Marketing Agriculture-Based Ecosystem Services: Determining Consumer Willingness to Pay for Carbon Sequestration and Greenhouse Gas Emission Reductions

Cardboard boxes with eco-friendly labels printed on them
Project Type
April 2020

Both industry and consumers are increasingly recognizing the role and importance of ecosystem services, as evidenced by groups like the Ecosystem Services Market Consortium (ESMC). The ESMC is a collaboration of private companies, NGOs, and researchers working to launch a national scale, agriculture-based ecosystem services market by 2022. This service will allow farmers and ranchers to sell verified ecosystem service credits to buyers who want to A.) reduce their environmental and supply chain impacts and B.) realize a competitive advantage and/or premium from marketing this reduction. 

Efforts by those like the ESMC represent industry-scale mechanisms to account for, exchange, and market agriculture-based ecosystem services.
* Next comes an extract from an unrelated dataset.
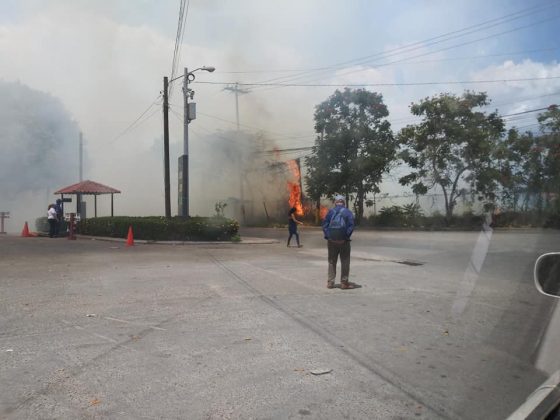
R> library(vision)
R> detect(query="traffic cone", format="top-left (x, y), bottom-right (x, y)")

These credit trading schemes, however, miss a consumer-scale opportunity to market ecosystem services (an opportunity that is also more readily accessible to small producers, who represent 89% of US farms and 52% of US farmland operated). In short, agricultural producers have the unique opportunity to market their ecosystem services directly to their consumers on a product-level, being potential suppliers of both the ecosystem service as well as the agricultural products resulting from their management practices. 

This project will analyze the potential of marketing agricultural-based carbon sequestration and greenhouse gas (GHG) emission footprints as a product attribute. The research will be interdisciplinary, involving faculty from multiple colleges within Penn State, as well as collaborations with the USDA’s Pasture Systems & Watershed Management Research Unit (PSWMRU) and Penn State Extension. The project will involve the application of PSWMRUS’s Integrated Farm System Model (IFSM) to simulate the soil carbon sequestration and GHG emission implications of two production systems for beef: conventional and pasture-based. The results from these models will then be compared through a consumer willingness to pay analysis, which will assess the efficacy and value of marketing the presence of ecosystem services and the GHG footprints associated with beef produced from these two production systems. 
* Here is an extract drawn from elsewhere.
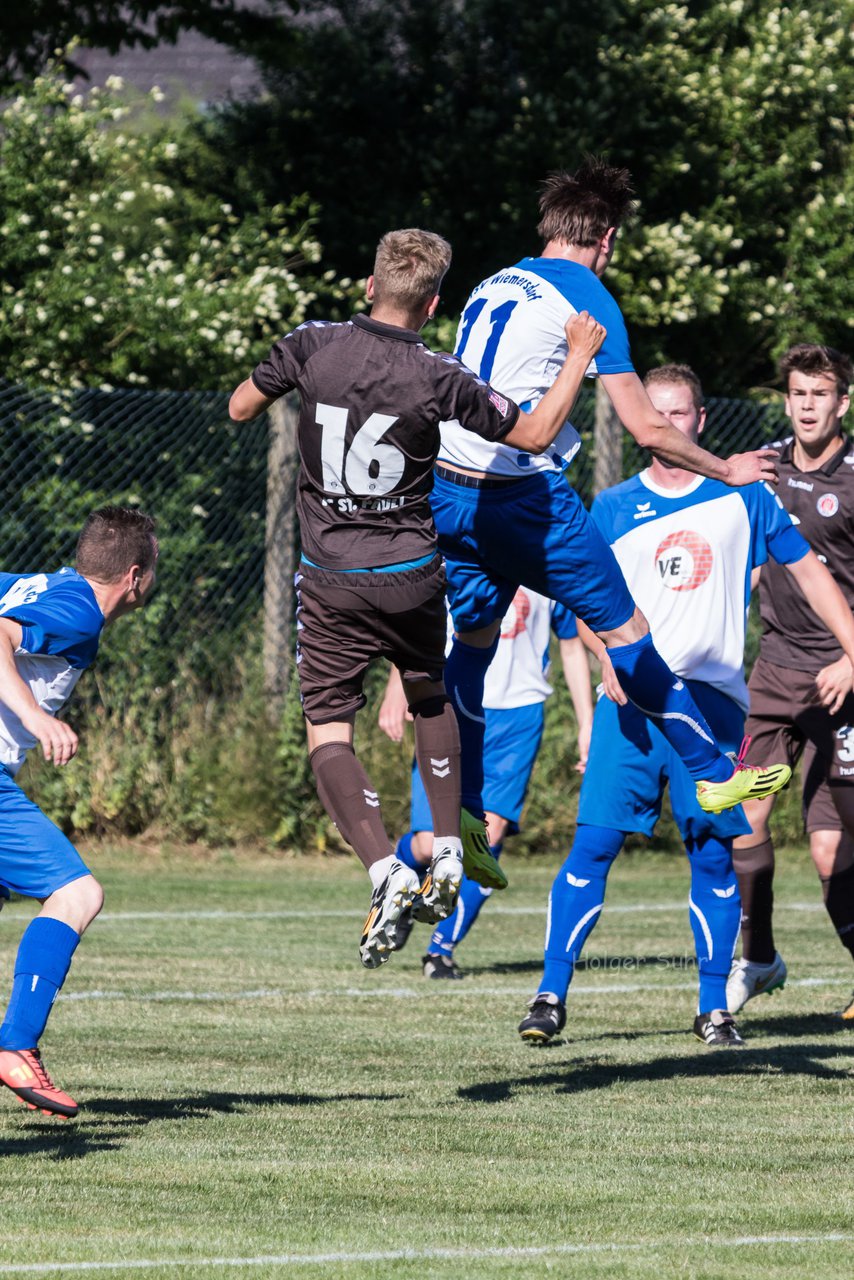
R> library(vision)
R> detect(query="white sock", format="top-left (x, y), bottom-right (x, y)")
top-left (433, 836), bottom-right (463, 862)
top-left (368, 853), bottom-right (396, 890)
The proposed research falls within the IEE Seed Grant’s cross-cutting topic of negative carbon emissions, as it seeks to elevate the marketing potential of natural solutions and agricultural production systems that realize this end. The project advances the prioritized theme of climate and ecosystem change, resulting in innovative and novel research concerning food consumers’ role and potential in climate change mitigation. The final report will include a technical and economic assessment of marketing ecosystem services and GHG footprints as a product attribute, as well as an overview of Extension programming opportunities from this project.